Dean noted rising costs on basic necessities like food, shelter and transportation have disproportionate impacts on Utahns with lower earnings.
“Those at the lowest income levels ... are feeling it and feeling it more intensely than those who have more discretion in their family budget,” Dean said.
Dean said his one-word prediction for Utah’s economic prospects in 2022 is “hot,” but explained that “there are benefits to heat, but you can also get burned.”
Inflation issues figured largely in comments from Federal Reserve Bank of San Francisco President/CEO Mary Daly who made a remote appearance at the summit to participate in a conversation moderated by Gardner Institute director Natalie Gochnour.
Daly shared an upbeat view of the nation’s upcoming economic prospects but noted that until the coronavirus pandemic is truly abated, “as goes COVID, so goes the economy.”
“I am optimistic that when we get through this we’ll continue to move forward,” Daly said. “Consumers want to spend, businesses want to get open and people want to work.”
Daly explained how the impacts of COVID-19 have rippled through an interconnected global supply chain with shutdowns in Asia leading to shortages in the U.S. amid record high demand that, itself, is driven by pandemic conditions that have pushed consumer spending from services to goods. She noted some examples, including how a two-week shutdown of one shipping nexus in Vietnam resulted in three-month delays on goods passing through that particular port.

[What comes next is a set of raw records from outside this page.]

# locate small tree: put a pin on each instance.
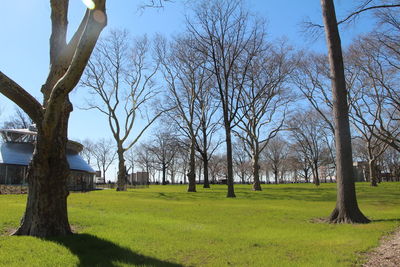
(104, 154)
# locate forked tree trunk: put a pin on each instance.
(231, 190)
(46, 210)
(122, 179)
(164, 173)
(256, 173)
(316, 174)
(346, 210)
(192, 167)
(372, 172)
(205, 157)
(205, 172)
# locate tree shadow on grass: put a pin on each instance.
(386, 220)
(95, 251)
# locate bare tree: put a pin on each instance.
(104, 154)
(276, 153)
(185, 72)
(346, 210)
(264, 102)
(241, 160)
(229, 41)
(308, 132)
(122, 82)
(46, 210)
(87, 151)
(18, 121)
(206, 114)
(164, 150)
(144, 158)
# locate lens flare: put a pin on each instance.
(89, 3)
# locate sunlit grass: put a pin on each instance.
(89, 4)
(164, 225)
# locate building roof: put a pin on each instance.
(21, 154)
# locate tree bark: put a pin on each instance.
(316, 174)
(372, 172)
(121, 180)
(164, 172)
(231, 190)
(46, 209)
(205, 171)
(256, 173)
(192, 167)
(346, 210)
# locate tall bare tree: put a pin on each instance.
(308, 131)
(346, 210)
(19, 120)
(164, 149)
(104, 154)
(229, 40)
(264, 102)
(121, 79)
(275, 154)
(46, 210)
(184, 71)
(144, 158)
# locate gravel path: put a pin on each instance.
(387, 254)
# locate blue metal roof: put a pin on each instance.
(21, 154)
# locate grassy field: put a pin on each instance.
(165, 226)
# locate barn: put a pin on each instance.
(16, 153)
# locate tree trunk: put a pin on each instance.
(346, 210)
(121, 180)
(192, 167)
(205, 157)
(256, 173)
(46, 210)
(231, 190)
(164, 171)
(372, 172)
(316, 174)
(205, 171)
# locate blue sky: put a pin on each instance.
(25, 30)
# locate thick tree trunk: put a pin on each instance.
(372, 172)
(231, 190)
(121, 180)
(256, 173)
(205, 156)
(192, 168)
(164, 173)
(46, 210)
(346, 210)
(316, 174)
(205, 171)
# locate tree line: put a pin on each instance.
(222, 72)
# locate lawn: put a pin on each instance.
(165, 226)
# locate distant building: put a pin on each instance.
(138, 178)
(16, 154)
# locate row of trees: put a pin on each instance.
(230, 60)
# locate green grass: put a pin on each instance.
(165, 226)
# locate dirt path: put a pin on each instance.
(387, 254)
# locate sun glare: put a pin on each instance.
(89, 3)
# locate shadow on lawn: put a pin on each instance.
(94, 251)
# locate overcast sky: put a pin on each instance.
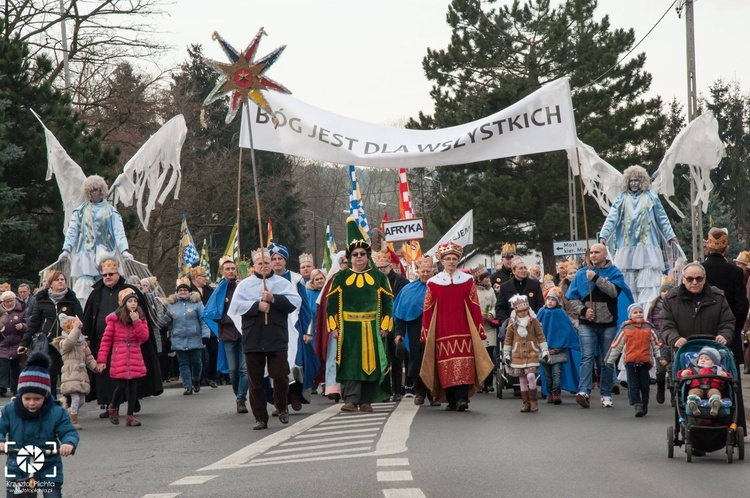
(363, 59)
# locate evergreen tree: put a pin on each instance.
(498, 56)
(211, 156)
(11, 226)
(23, 86)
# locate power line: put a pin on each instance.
(634, 47)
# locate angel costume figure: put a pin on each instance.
(637, 228)
(95, 228)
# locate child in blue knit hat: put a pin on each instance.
(34, 419)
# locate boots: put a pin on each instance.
(131, 421)
(534, 407)
(114, 415)
(525, 399)
(74, 419)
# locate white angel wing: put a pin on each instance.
(699, 146)
(600, 179)
(69, 175)
(156, 167)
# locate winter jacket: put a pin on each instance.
(706, 383)
(639, 341)
(525, 351)
(45, 314)
(528, 287)
(681, 317)
(125, 342)
(53, 425)
(76, 356)
(13, 336)
(188, 327)
(730, 279)
(259, 337)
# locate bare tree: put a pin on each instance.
(100, 35)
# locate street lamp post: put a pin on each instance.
(315, 237)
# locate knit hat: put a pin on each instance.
(355, 239)
(66, 322)
(548, 281)
(479, 272)
(633, 307)
(35, 377)
(556, 293)
(275, 248)
(667, 283)
(183, 283)
(449, 247)
(712, 353)
(718, 239)
(7, 295)
(124, 295)
(519, 302)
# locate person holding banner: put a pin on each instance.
(455, 361)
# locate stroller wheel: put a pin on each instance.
(740, 443)
(670, 442)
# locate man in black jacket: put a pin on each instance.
(729, 278)
(264, 302)
(382, 260)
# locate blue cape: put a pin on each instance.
(409, 303)
(560, 334)
(579, 288)
(211, 315)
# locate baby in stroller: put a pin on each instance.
(708, 362)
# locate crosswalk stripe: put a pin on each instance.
(336, 444)
(325, 439)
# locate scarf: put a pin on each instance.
(409, 303)
(56, 297)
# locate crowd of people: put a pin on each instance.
(363, 333)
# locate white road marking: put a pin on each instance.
(325, 439)
(336, 444)
(392, 462)
(296, 458)
(396, 430)
(345, 425)
(192, 480)
(395, 475)
(403, 493)
(249, 452)
(337, 432)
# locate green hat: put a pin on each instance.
(355, 239)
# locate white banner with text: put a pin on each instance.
(541, 122)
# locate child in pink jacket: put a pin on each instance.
(126, 330)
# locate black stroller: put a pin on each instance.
(704, 432)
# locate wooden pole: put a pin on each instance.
(257, 192)
(585, 223)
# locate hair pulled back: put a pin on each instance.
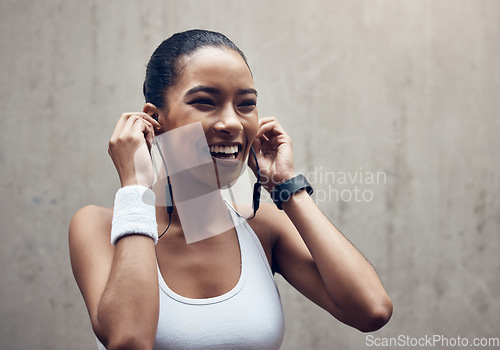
(161, 71)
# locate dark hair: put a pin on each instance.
(161, 72)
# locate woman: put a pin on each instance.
(143, 292)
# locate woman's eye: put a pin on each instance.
(202, 101)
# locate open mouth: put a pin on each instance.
(225, 151)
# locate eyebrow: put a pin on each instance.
(215, 91)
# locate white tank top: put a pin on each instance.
(249, 316)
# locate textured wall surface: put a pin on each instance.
(408, 90)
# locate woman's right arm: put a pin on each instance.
(119, 284)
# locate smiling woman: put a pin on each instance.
(217, 293)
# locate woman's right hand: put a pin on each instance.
(129, 148)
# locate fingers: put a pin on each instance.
(130, 123)
(269, 127)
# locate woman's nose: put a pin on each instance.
(229, 122)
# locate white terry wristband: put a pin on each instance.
(134, 213)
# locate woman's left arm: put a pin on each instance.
(310, 252)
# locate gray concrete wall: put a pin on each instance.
(409, 89)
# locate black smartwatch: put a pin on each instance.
(284, 191)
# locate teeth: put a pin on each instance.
(224, 149)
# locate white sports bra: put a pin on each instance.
(249, 316)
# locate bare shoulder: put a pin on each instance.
(270, 224)
(269, 220)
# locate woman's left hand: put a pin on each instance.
(273, 148)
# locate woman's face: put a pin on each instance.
(215, 87)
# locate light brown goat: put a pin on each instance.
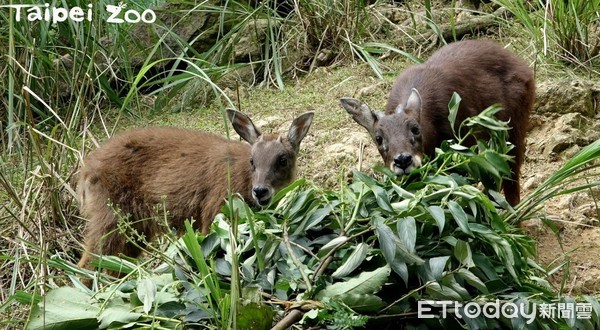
(184, 169)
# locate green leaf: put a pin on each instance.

She also offered a deeper definition of the Fed’s contention, offered months ago, that rising inflation would be a “transitory” issue that would fade as broader systems returned to pre-pandemic operations.
Daly said that COVID-19 has simply persisted longer than expected and economic impacts like higher-than-normal demand for goods and supply chain bottlenecks that have exacerbated inflation rates will not persist past the time when pandemic conditions ease.
Daly also reiterated that the Fed’s plans to institute nominal upward adjustments to interest rates in the coming year will be aimed at “neither stimulating nor pulling back the reins” of the U.S. economy.
When asked to weigh-in on the year ahead, Daly said she was “bullish” on 2022 and, pending any further unexpected changes in pandemic conditions, sees a positive economic road ahead, and particularly so for Utah.
“I see the beginnings of really building back from what we’ve gone through,” Daly said. “I’m very optimistic. Many sectors are still disrupted and not at all back to what they were. Those are the people and businesses and areas we need to draw in. Some places, like Utah, will be leading and we need everyone else to get in and follow.”